OP-DSL / OP2-Common

OP2: open-source framework for the execution of unstructured grid applications on clusters of GPUs or multi-core CPUs
https://op-dsl.github.io
Other
99 stars 47 forks source link

Simplify and unify Makefile build system #219

Closed bozbez closed 3 years ago

bozbez commented 3 years ago

Changes

New build system

The old build system was entirely removed and a new one with the following structure implemented:

As well as reducing duplication and inconsistency, the new system also allows for parallel builds of the OP2 libraries as well as the apps. In addition, incremental builds with automatically generated header dependencies (via -MMD -MP) now work.

Building

The process is kept as similar as possible to the previous system, but with more configurability. For a simple build:

  1. Set your compiler toolchain: export OP2_COMPILER={gnu, cray, intel, ...}
  2. Set your ParMETIS, PT-Scotch and HDF5 library directories: export {PARMETIS, PTSCOTCH, HDF5}_INSTALL_PATH=<path>
  3. Build the OP2 libraries: cd op2; make -j.
  4. Build an app: cd apps/c/airfoil_hdf5; make generate; make -j.

TODO

gihanmudalige commented 3 years ago

From initial (read as brief !) inspection, I am ok with this. A vast improvement to what we already have.

However, I think we might need to pull request this to merge to a "develop" branch before directly merging to master, just so that we have a working master branch for the ongoing Hydra work. This way we can approve PRs to develop and once all the TODOs, test script runs, and tests with OP2-Hydra passes we can merge to master. Thus also leading the way to a "Release".

What do you think ?

bozbez commented 3 years ago

I agree that it makes sense not to try to merge this directly if there is stability required for current Hydra work, but I'm not so sure about a "develop" branch - I think the more common pattern here would be to instead create a release branch for the Hydra work, which can then have changes cherry-picked from the master branch. Doing it like this avoids having to switch the develop branch with the master or trying to merge all of the commits from the develop branch. I am not entirely sure what is the right answer though - still a bit out of the loop regarding what work is happening/planned.

Regarding the TODOs and initial tests, I think those should be done directly on the feature/unified-make branch and then the PR updated, rather than merging into a master or develop branch and leaving that in a potentially dysfunctional state.

gihanmudalige commented 3 years ago

Ok, fine. I am happy to go for a release/OP2-Hydra-V1.0 branch which will basically be the current master that works with the RR Hydra code. However once the current planned changes to OP2 is merged and we have a proper OP2 release, we need to make sure that OP2Hydra works with this release. Afterwards we need to make sure new releases do not break OP2-Hydra as RR will be looking to work with it.

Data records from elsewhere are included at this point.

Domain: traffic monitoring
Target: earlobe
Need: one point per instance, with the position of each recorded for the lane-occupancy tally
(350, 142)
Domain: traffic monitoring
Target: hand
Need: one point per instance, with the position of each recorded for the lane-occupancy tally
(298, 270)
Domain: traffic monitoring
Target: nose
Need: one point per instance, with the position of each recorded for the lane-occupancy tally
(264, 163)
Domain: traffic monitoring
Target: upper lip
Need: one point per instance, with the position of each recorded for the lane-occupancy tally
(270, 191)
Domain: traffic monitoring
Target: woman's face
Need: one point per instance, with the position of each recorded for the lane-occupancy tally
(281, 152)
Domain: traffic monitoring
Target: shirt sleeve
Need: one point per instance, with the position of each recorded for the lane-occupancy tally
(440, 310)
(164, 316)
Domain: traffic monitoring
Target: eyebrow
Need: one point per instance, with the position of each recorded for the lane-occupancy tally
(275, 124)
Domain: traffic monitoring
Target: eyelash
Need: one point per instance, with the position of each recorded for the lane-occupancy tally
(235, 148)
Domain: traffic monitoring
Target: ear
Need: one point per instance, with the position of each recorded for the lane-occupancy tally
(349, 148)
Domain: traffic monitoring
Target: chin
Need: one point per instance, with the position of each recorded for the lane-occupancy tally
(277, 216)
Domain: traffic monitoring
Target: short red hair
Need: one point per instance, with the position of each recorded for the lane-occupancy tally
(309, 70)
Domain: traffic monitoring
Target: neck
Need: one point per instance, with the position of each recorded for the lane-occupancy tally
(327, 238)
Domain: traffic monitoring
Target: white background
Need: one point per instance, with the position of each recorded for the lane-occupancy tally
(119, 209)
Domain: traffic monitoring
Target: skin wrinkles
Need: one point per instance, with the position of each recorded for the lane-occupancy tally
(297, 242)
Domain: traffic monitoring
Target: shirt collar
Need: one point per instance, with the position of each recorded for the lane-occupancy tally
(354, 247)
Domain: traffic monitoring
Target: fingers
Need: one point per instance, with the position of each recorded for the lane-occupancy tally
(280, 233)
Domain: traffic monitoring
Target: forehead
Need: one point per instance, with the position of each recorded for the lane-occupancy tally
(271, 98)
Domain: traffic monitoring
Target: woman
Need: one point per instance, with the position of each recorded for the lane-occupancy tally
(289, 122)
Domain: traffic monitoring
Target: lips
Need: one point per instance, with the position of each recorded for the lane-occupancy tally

With regard to what work is planned, @bozbez you are actually in the loop. So the work discussed with the RR team at the recent meeting (moving OP2-Hydra to Hydra V20) will be the major piece of work. This will need to be done alongside the TODO list in #220

gihanmudalige commented 3 years ago

Come to Think of it some of the tasks in #220 may be best handled separately form #219. For e.g. the update to code generator and SYCL/HIP paralleizations would be a bit involved. So perhaps we only do the relevant tasks from #220 in this PR ?

bozbez commented 3 years ago

Come to Think of it some of the tasks in #220 may be best handled separately form #219. For e.g. the update to code generator and SYCL/HIP paralleizations would be a bit involved. So perhaps we only do the relevant tasks from #220 in this PR ?

Agreed, that was my intention at least - this PR is already a little larger than I would like.

bozbez commented 3 years ago

Seems that NVFORTRAN really has a few too many issues with parallel building to bother supporting it... the source of the issue is that it produces .o files in the directory that it was invoked in even if it is doing a combined compile link. The immediate solution to try and separate the .o compilation and linking doesn't work due to FORTRAN's module system. Attempts to fix that by generating the module files first with -Msyntax-only fail as there is no way to inhibit module file generation during compilation to .o, leading to a race hazard where one compiler instance is re-writing a module file with new content while another attempts to read it.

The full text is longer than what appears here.